\documentclass[a4paper,10pt]{article}
\title{Clock analysis}
\author{Viktor Engelmann}
\begin{document}
\maketitle
\begin{abstract}
In tenth grade I wrote a program to determine the times of the day at wich the short hand and long hand of the clock
have a given angle $\alpha$ to each other. Lacking math skills, I made the program try out all 1440 minutes of a day and compare
the angles at the given times. Today I have the neccessary math knowledge, to solve this Problem properly.
\end{abstract}
\section{Calculating the time to a given angle}
Observe that every minute the long hand of the clock turns by $\frac{360^\circ}{60}=6^\circ$. The short hand turns just by
$\frac{360^\circ}{12\cdot60}=0.5^\circ$ per minute and moves $\frac{360^\circ}{12}=30^\circ$ per hour.
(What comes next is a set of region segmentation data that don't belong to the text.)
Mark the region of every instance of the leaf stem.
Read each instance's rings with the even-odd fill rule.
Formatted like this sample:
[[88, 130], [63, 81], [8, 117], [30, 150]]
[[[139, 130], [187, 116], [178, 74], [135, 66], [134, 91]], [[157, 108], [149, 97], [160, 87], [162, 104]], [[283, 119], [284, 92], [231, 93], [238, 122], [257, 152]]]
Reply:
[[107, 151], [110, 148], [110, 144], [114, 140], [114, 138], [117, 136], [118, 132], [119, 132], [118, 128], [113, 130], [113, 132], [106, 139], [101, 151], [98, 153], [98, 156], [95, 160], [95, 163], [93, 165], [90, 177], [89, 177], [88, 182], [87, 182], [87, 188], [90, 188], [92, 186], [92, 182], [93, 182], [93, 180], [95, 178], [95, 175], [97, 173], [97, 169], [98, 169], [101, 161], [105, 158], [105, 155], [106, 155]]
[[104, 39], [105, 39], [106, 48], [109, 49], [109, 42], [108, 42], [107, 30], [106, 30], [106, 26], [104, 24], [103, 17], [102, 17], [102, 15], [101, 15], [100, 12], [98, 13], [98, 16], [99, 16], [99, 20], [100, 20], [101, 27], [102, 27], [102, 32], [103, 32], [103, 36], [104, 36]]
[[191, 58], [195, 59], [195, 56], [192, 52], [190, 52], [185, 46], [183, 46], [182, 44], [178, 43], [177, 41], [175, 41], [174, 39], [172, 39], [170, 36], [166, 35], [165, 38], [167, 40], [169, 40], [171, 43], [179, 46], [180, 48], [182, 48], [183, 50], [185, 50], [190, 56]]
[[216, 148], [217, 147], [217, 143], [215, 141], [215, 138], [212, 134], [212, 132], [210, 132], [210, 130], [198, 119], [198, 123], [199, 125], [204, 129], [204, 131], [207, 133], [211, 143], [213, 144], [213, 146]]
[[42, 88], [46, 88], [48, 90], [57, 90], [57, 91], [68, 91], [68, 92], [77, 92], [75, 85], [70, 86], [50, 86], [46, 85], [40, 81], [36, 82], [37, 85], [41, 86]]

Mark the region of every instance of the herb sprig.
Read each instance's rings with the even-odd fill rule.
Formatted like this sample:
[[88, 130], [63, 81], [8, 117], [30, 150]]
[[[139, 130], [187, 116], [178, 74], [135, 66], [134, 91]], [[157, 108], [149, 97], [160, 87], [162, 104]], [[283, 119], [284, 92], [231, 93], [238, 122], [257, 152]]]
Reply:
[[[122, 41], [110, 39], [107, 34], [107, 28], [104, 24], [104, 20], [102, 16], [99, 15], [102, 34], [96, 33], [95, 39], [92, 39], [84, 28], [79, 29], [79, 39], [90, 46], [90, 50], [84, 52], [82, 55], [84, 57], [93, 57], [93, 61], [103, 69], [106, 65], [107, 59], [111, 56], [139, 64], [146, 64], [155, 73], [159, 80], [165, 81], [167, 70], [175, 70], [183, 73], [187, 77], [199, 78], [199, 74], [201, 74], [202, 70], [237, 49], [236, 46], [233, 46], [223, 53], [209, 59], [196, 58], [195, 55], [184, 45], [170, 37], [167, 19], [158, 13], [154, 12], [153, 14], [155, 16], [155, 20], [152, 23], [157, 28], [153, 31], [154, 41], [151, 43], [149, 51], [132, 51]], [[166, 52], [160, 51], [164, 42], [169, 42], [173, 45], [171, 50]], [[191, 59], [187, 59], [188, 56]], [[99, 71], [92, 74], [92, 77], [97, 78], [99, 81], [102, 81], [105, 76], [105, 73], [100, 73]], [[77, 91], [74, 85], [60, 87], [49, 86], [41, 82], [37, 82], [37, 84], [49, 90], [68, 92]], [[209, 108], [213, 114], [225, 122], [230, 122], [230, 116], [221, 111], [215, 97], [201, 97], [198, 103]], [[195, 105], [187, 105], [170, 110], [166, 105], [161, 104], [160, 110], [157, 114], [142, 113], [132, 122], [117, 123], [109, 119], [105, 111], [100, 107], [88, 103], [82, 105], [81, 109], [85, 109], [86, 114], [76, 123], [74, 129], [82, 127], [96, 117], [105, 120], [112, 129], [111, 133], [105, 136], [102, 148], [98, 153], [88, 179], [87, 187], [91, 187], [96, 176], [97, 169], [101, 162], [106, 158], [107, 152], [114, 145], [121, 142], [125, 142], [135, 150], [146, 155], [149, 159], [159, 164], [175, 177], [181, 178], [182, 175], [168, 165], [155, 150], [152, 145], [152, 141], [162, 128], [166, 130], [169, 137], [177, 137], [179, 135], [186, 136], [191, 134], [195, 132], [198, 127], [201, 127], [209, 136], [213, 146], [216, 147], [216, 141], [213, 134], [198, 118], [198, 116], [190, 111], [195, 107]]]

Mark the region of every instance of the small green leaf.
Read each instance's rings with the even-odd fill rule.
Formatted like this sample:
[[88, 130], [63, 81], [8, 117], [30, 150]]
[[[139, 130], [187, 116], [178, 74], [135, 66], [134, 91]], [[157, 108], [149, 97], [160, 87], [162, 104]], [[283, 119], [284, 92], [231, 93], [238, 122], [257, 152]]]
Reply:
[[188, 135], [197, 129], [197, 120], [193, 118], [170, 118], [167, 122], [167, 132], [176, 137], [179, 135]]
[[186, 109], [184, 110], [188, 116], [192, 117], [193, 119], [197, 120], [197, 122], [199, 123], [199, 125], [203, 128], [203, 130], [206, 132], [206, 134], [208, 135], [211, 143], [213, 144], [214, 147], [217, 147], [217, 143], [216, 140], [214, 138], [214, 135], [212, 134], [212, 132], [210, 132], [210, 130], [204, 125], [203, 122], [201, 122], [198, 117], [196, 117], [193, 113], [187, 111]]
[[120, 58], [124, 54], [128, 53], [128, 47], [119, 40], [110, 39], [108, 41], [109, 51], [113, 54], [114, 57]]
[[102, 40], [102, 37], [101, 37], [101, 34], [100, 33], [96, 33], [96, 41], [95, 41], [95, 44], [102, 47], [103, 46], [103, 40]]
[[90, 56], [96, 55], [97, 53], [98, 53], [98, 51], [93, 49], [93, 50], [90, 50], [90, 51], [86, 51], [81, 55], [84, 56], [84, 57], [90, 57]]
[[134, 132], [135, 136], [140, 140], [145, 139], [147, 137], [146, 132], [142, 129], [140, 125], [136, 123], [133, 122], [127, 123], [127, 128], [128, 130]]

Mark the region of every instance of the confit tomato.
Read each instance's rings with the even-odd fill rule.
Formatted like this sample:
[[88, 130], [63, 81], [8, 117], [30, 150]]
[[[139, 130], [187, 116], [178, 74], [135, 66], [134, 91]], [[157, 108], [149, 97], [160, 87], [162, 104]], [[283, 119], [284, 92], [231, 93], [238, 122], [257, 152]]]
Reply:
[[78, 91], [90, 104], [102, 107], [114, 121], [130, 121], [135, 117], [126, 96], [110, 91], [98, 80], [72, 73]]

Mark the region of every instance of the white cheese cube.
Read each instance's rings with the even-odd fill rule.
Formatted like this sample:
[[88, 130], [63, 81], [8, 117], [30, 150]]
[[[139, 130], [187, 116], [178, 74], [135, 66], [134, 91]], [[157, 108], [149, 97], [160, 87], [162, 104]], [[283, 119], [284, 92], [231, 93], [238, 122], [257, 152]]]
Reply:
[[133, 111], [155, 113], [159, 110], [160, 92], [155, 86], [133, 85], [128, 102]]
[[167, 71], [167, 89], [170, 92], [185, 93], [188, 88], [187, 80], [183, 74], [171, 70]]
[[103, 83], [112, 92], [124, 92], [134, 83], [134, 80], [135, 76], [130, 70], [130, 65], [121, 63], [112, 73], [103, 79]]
So if it is $h$ o'clock
and $m$ minutes, the hands have the angles
\begin{eqnarray*}
s(h,m) & = & 30h + 0.5m \\
l(h,m) & = & 6m
\end{eqnarray*}
The angle between the hands is
\begin{eqnarray*}
\alpha & = & s(h,m)-l(h,m) \\
& = & 30h + 0.5m - 6m \\
\Leftrightarrow \alpha - 30h & = & (0.5-6)m \\
\Leftrightarrow \frac{\alpha-30h}{-5.5} & = & \frac{30h-\alpha}{5.5} = m
\end{eqnarray*}
This means that to determine the times of the day we simply have to replace $h$ by the availiable hours $\{0,1,2,...,11\}$
and calculate the minute $m$ for this particular hour.\\
Example: the hands have angle $\alpha=90^\circ$ at
\begin{eqnarray*}
m_0 =\frac{30\cdot0-90}{5.5} & = & -16.\overline{36} \Rightarrow 11:43:38.\overline{18} \\
m_1 =\frac{30\cdot1-90}{5.5} & = & -10.\overline{90} \Rightarrow 00:49:05.\overline{45} \\
m_2 =\frac{30\cdot2-90}{5.5} & = & -5.\overline{45} \Rightarrow 01:54:32.\overline{72} \\
m_3 =\frac{30\cdot3-90}{5.5} & = & 0 \Rightarrow 03:00:00 \\
& ...
\end{eqnarray*}
Consider that for example 2 o'clock $-5.\overline{45}$ minutes is
\begin{eqnarray*}
& 1 : (60-5.\overline{45}) \\
= & 1 : 54.\overline{54} \\
= & 1 : 54+0.\overline{54} \\
= & 1 : 54 : 60\cdot 0.\overline{54} \\
= & 1:54:32.\overline{72}
\end{eqnarray*}
\section{Calculating the repeating time of an angle}
Now I was intrigued and wanted to know after what timespan the hands would have the same angle again. At hour $(h+1)$ the
associated minute would have changed by $\Delta$ minutes:
\begin{eqnarray*}
\frac{30(h+1)-\alpha}{5.5} &=& \Delta+\frac{30h-\alpha}{5.5} \\
\Leftrightarrow \frac{30(h+1)-\alpha}{5.5}-\frac{30h-\alpha}{5.5}&=&\Delta \\
\Leftrightarrow \frac{30h+30 - 30h -\alpha +\alpha}{5.5}&=&\Delta \\
\Leftrightarrow \frac{30}{5.5} & = & 5.\overline{45}=\Delta
\end{eqnarray*}
$5.\overline{45}$ minutes equal $5$ minutes and $27.\overline{27}$ seconds, so every $1:05:27.\overline{27}$ hours the
hands have the same angle again - independent of the angle!\\[1ex]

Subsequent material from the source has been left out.